The modified area ratio test was then performed with the throttle and air cleaner attached. The

flow was steady with the original area ratio, and a slight fluctuation was noted with the

increased area ratio. A reduced mass flow rate was recorded with increased area ratio. The

reduction was 3% +1.9% / -2.4%.

6.6 Testing With Air Filters And Throttle Bodies

The new and old profiles were again tested with throttle bodies and air filters (Note: The new

profile was tested with it’s original area ratio). Both units display fairly stable flow. The 2002

unit is very stable, and the 2001 unit fluctuating very slightly. This is a somewhat puzzling

situation. Obviously the addition of an air filter and throttle body was likely to cause some

reduction in mass flow rate, and hence lower Reynolds numbers.
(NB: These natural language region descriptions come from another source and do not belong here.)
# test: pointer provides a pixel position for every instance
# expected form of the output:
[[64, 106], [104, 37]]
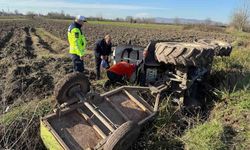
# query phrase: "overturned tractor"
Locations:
[[84, 119], [180, 65]]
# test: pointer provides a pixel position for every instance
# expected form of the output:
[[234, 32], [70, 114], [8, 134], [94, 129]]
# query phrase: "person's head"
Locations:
[[80, 19], [107, 39]]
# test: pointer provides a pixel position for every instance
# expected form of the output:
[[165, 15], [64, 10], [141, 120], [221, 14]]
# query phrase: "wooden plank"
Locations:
[[143, 101], [96, 113], [112, 92], [157, 102], [55, 134], [146, 119], [118, 110], [136, 101], [97, 129]]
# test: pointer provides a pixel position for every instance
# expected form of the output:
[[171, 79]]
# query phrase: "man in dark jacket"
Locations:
[[102, 52]]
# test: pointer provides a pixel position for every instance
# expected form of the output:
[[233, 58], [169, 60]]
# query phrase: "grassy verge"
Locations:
[[228, 124]]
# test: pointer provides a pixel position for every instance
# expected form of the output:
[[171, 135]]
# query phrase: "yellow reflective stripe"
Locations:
[[48, 138]]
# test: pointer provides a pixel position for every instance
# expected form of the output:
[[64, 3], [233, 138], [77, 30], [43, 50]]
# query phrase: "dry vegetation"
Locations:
[[33, 57]]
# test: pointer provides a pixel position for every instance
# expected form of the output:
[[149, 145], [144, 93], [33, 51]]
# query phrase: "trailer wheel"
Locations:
[[123, 137], [67, 86]]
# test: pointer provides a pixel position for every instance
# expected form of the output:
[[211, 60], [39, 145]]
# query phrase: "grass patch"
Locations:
[[138, 25], [36, 107], [205, 136]]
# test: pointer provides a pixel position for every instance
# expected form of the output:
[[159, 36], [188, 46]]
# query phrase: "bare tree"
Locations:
[[241, 16]]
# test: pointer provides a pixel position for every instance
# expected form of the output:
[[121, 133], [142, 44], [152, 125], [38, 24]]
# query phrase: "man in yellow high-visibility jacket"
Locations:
[[77, 42]]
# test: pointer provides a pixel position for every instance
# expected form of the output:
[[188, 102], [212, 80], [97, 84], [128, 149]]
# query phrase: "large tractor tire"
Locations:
[[220, 48], [67, 86], [123, 137], [184, 54]]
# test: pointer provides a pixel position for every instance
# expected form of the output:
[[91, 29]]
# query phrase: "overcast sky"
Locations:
[[217, 10]]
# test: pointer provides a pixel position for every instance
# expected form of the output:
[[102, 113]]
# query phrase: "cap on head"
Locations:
[[81, 18]]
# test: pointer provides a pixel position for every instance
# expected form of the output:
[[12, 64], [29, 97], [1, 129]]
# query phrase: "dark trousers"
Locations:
[[78, 65], [113, 77], [98, 61]]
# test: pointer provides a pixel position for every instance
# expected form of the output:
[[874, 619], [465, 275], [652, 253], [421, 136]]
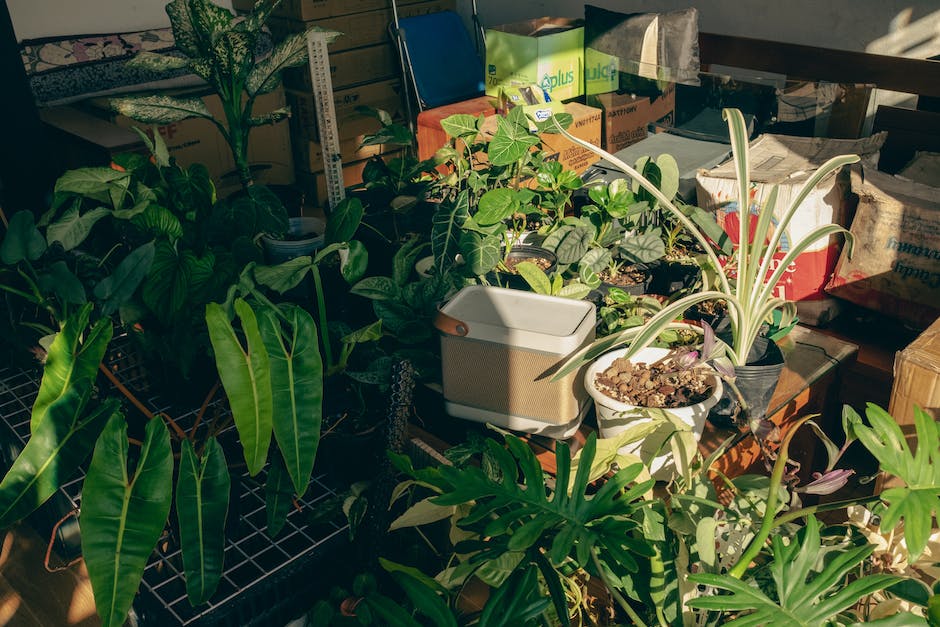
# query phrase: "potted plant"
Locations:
[[745, 282], [487, 205]]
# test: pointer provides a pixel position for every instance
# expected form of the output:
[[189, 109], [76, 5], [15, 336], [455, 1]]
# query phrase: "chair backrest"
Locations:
[[440, 59]]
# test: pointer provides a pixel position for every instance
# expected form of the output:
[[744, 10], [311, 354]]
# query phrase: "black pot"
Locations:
[[756, 380], [670, 277]]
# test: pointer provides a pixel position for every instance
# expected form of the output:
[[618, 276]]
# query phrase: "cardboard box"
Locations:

White suggests that separation increases with boundary layer thickness prior to diffusion. The

addition of an air filter and throttle body might be decreasing the boundary layer thickness.

The level of swirl might also be having an effect.

With the addition of air filters and throttle bodies, the new profile has a lower mass flow rate

at the given test pressure, a reduction of 7% + 1.9% / -2.4%.

Interestingly, dynamometer results show that this year’s engine has decreased in maximum

power (7% ± 1%).

A series of modified dynamometer tests was used to show that the power decrease is due to

components upstream of the plenum. This is explained in detail in section 8.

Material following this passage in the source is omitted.